Sen. Ron Wyden is floating the possibility that imprisoning Facebook CEO Mark Zuckerberg might be the best way to hold the social media company responsible for privacy violations.

“I think he ought to be held personally accountable, which is everything from financial fines to—and let me underline this—the possibility of a prison term,” Wyden said in an interview published Saturday on a local Oregon website. “Because he hurt a lot of people.” The Oregon Democrat is best-known for spearheading legislation in the 1990s that helped kickstart the internet explosion.

Legal experts splashed cold water on that suggestion. Such a prosecution is possible, but “the likelihood of criminal action is rather slim,”  Tim Gleason, who teaches communications law at the University of Oregon, told reporters about Wyden’s suggestion.

Wyden added: “And, by the way, there is a precedent for this: In financial services, if the CEO and the executives lie about the financials, they can be held personally accountable.” Wyden also responds to questions about whether he regrets proposing Section 230 of the Communications Decency Act, which protects Internet companies from being held responsible for what users post.
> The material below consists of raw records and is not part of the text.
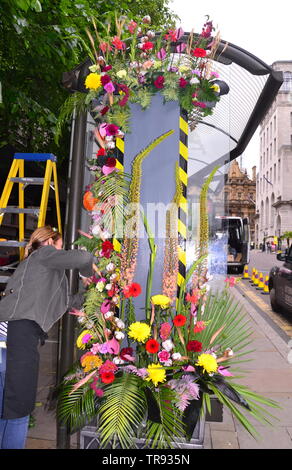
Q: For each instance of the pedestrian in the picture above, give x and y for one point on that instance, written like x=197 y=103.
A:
x=35 y=297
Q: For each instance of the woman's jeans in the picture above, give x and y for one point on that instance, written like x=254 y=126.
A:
x=13 y=432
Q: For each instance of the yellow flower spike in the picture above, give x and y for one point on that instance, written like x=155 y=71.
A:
x=139 y=331
x=93 y=81
x=162 y=300
x=208 y=362
x=156 y=374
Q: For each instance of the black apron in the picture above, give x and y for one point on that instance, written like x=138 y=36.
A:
x=22 y=367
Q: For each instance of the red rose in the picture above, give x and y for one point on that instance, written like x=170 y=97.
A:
x=179 y=320
x=199 y=52
x=107 y=377
x=126 y=352
x=194 y=346
x=152 y=346
x=105 y=79
x=147 y=46
x=133 y=290
x=101 y=152
x=159 y=82
x=107 y=248
x=111 y=129
x=111 y=162
x=182 y=82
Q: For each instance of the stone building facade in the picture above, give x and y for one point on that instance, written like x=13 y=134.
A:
x=240 y=194
x=274 y=179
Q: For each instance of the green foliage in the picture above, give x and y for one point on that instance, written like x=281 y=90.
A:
x=40 y=40
x=119 y=424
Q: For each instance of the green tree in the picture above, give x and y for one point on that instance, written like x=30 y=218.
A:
x=39 y=40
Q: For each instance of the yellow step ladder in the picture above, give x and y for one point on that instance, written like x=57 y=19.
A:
x=16 y=175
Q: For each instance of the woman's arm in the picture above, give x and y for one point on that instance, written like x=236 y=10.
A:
x=67 y=259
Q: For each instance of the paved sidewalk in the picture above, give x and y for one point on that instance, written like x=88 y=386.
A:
x=270 y=374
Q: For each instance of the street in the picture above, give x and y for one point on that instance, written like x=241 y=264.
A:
x=263 y=262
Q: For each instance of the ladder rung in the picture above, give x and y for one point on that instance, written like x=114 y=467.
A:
x=17 y=210
x=28 y=180
x=35 y=157
x=12 y=243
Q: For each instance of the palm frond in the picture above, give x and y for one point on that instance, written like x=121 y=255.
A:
x=77 y=408
x=162 y=434
x=122 y=412
x=76 y=101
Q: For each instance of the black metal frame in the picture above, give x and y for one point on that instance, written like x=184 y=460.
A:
x=74 y=81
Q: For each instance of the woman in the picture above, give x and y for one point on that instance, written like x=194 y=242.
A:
x=35 y=298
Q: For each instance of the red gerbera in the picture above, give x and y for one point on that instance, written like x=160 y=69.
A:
x=179 y=320
x=133 y=290
x=126 y=352
x=194 y=346
x=101 y=152
x=147 y=46
x=159 y=82
x=199 y=52
x=111 y=161
x=107 y=377
x=152 y=346
x=107 y=248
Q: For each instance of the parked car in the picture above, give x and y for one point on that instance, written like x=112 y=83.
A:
x=280 y=283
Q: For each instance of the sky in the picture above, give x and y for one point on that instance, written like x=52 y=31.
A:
x=260 y=27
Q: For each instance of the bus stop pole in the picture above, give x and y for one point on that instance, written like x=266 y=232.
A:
x=72 y=224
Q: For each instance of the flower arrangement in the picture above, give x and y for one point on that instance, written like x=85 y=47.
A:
x=132 y=63
x=153 y=376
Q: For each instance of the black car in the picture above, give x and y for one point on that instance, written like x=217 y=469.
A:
x=280 y=283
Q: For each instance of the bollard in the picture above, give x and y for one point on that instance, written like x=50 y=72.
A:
x=261 y=282
x=266 y=286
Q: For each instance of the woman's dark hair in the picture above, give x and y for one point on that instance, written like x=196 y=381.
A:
x=39 y=237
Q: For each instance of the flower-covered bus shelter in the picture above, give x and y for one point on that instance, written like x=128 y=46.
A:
x=250 y=87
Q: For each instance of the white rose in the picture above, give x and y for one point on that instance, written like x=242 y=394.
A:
x=122 y=73
x=120 y=324
x=100 y=286
x=176 y=356
x=168 y=345
x=108 y=315
x=119 y=335
x=118 y=360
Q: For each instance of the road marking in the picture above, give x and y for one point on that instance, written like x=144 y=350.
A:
x=282 y=322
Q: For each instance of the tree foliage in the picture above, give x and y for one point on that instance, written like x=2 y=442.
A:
x=39 y=40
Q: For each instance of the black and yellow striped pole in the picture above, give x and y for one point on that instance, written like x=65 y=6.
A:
x=119 y=155
x=183 y=207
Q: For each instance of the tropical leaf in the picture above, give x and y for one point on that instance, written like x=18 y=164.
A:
x=161 y=434
x=122 y=411
x=76 y=408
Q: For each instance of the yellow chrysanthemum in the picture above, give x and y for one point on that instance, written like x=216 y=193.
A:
x=83 y=338
x=156 y=374
x=162 y=300
x=208 y=362
x=93 y=81
x=139 y=331
x=91 y=362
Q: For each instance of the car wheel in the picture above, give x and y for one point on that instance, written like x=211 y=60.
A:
x=274 y=304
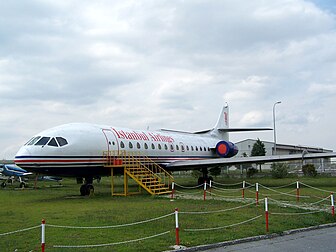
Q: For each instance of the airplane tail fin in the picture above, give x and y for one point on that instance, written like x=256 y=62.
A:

Wyden is often critical of tech companies, despite raising $124,625 from Twitter, Google, and Facebook, reports from 2017 note. He cosigned a letter in 2017 with other Democrats asking the Federal Election Commission to devise new rules to prevent foreign groups from purchasing online political ads.

Wyden is finding an unlikely companion in Republican Sen. Josh Hawley of Missouri, who believes Facebook and other big tech companies are hurting children. Other Republicans are jumping on board as well.

Sen. Lindsey Graham of South Carolina, one of President Donald Trump’s most devoted allies, said in July that he wants to make changes to Section 230, which was passed in 1996 when the internet was new. Hawley has been front and center on the issue for months, pushing various legislation targeting YouTube and Silicon Valley companies.